The following code using exponentiation function returns slightly different result depending on which ifort version is used:
program powtest real z(100) real c(100) real d(100) real zi real ci integer i zi = 0.1 ci = 0.009 z = zi c = ci do i = 1 , 100 d(i) = c(i) ** z(i) enddo print *, d(50) end
ifort version 14.0.1 result = 0.6243444
ifort version 18.0.5 result = 0.6243445
I tracked it down to be coming from the vectorized power function (svml_powf4) giving different answer for different package.
I understand that is is coming from different optimization inside svml. Is there a way to force exactly the same results for different svml versions maybe at the expense of performance? Also, can anything be said about the accuracy of the two results?
It's easy to run the experiment of using double precision to see what you get. If I do this I get 0.624344436399716 . At first blush you might say this is closer to the older result, but you're doing this in single precision and worrying about the seventh decimal position, already straining the limits of single.
When I build and run this program with /O3 /QxHost I get a last digit of 4, not 5 (in 19.0.2), and SVML is being used.

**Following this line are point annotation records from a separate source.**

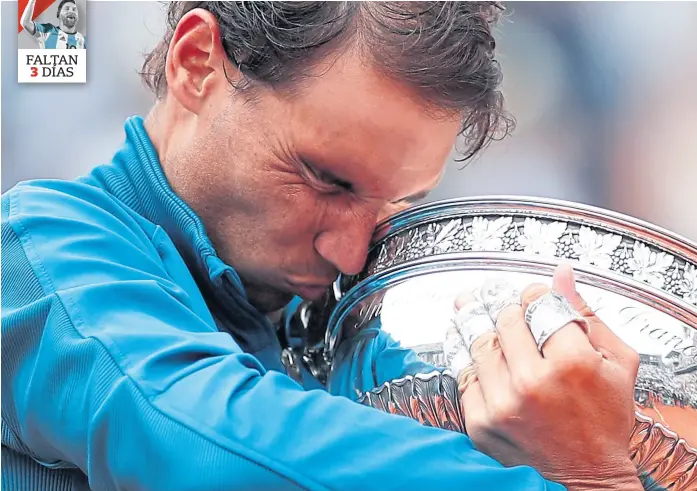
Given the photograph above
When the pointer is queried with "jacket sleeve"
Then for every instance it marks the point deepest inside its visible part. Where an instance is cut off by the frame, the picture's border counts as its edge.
(107, 367)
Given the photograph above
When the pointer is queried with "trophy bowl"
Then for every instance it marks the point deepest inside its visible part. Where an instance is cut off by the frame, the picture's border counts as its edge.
(641, 281)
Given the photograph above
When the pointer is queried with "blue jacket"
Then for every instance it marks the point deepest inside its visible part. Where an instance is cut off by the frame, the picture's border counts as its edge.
(132, 360)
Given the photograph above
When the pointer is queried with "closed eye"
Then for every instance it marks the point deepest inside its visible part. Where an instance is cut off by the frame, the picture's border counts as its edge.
(327, 178)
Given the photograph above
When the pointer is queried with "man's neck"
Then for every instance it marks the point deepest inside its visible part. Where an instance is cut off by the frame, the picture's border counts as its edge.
(66, 29)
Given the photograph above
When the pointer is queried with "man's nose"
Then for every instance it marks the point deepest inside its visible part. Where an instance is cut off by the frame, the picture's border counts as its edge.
(345, 243)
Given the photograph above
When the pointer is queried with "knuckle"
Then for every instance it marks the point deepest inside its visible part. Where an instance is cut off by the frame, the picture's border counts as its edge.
(510, 316)
(484, 346)
(531, 388)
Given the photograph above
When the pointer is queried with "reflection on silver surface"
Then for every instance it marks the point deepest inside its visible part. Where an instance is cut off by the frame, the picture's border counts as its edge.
(640, 280)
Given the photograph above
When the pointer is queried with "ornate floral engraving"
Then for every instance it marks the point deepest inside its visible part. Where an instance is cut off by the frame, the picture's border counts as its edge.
(662, 459)
(487, 235)
(688, 286)
(649, 266)
(552, 238)
(541, 238)
(595, 248)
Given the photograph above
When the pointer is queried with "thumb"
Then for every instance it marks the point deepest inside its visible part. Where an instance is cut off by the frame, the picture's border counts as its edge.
(600, 336)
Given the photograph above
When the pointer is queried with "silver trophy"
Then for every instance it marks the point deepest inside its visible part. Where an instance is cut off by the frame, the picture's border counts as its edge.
(640, 280)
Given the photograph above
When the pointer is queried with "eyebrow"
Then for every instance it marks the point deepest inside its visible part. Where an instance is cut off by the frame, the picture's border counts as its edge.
(326, 174)
(413, 198)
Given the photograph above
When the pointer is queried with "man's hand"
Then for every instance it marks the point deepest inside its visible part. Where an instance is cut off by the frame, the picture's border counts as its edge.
(566, 409)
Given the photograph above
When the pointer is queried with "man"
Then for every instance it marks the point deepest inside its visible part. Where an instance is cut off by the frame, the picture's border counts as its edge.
(137, 347)
(65, 36)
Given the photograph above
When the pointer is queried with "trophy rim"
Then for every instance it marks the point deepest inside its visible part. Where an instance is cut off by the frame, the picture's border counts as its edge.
(535, 206)
(642, 292)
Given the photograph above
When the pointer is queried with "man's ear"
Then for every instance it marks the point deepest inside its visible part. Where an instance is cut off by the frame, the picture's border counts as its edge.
(196, 60)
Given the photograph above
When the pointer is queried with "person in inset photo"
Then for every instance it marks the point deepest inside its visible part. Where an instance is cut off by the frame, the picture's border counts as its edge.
(49, 36)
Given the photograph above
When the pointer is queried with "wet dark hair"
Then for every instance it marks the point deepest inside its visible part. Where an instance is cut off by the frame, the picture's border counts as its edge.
(60, 6)
(444, 50)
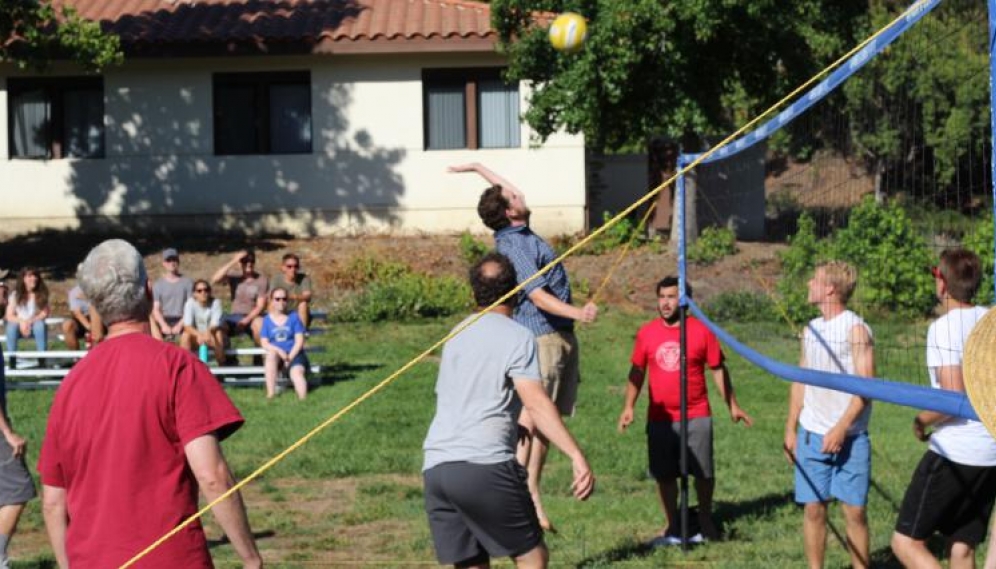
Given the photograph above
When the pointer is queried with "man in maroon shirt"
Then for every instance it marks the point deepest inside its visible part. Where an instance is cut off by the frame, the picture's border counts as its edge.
(132, 435)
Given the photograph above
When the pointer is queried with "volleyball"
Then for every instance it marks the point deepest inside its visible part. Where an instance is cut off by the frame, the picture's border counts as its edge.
(568, 32)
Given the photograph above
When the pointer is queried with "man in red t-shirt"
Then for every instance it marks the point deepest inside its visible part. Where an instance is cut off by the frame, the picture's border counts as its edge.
(658, 348)
(132, 435)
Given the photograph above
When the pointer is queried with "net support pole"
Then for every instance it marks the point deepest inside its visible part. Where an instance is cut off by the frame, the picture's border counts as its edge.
(992, 120)
(679, 202)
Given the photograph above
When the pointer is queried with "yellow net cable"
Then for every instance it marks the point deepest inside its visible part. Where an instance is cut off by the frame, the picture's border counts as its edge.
(594, 234)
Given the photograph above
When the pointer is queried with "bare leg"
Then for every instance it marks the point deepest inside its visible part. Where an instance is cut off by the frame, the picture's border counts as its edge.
(270, 374)
(536, 558)
(962, 556)
(814, 532)
(667, 489)
(704, 488)
(300, 383)
(913, 552)
(856, 524)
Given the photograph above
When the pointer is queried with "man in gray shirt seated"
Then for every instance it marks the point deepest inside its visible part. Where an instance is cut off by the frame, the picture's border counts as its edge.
(169, 294)
(476, 495)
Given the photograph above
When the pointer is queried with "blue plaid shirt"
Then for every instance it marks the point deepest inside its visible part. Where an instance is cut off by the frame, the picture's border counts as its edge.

What options are you using to compile?
Thank you for your pointers. I was compiling with -O1 ,switching to -O3 does not make any difference but with -XHost (or -avx )whatever
gets the __svml_powf8 to be used I get the same result as you.
So I think that this is coming specifically from __svml_powf4.
Setting -fimf-precision=high and I see __svml_powf4_ha is used. This gives me the same result across different svml versions.
Are you possibly aware of similar switches to control the behavior of MKL? (i.e. get consistent results across different MKL versions).
A few pointers that I have found mention ways to restrict MKL code branches:
that seems to give reproducible results of the same version across different runs or across different architectures but it is not clear
if reproducibility across versions can be achieved.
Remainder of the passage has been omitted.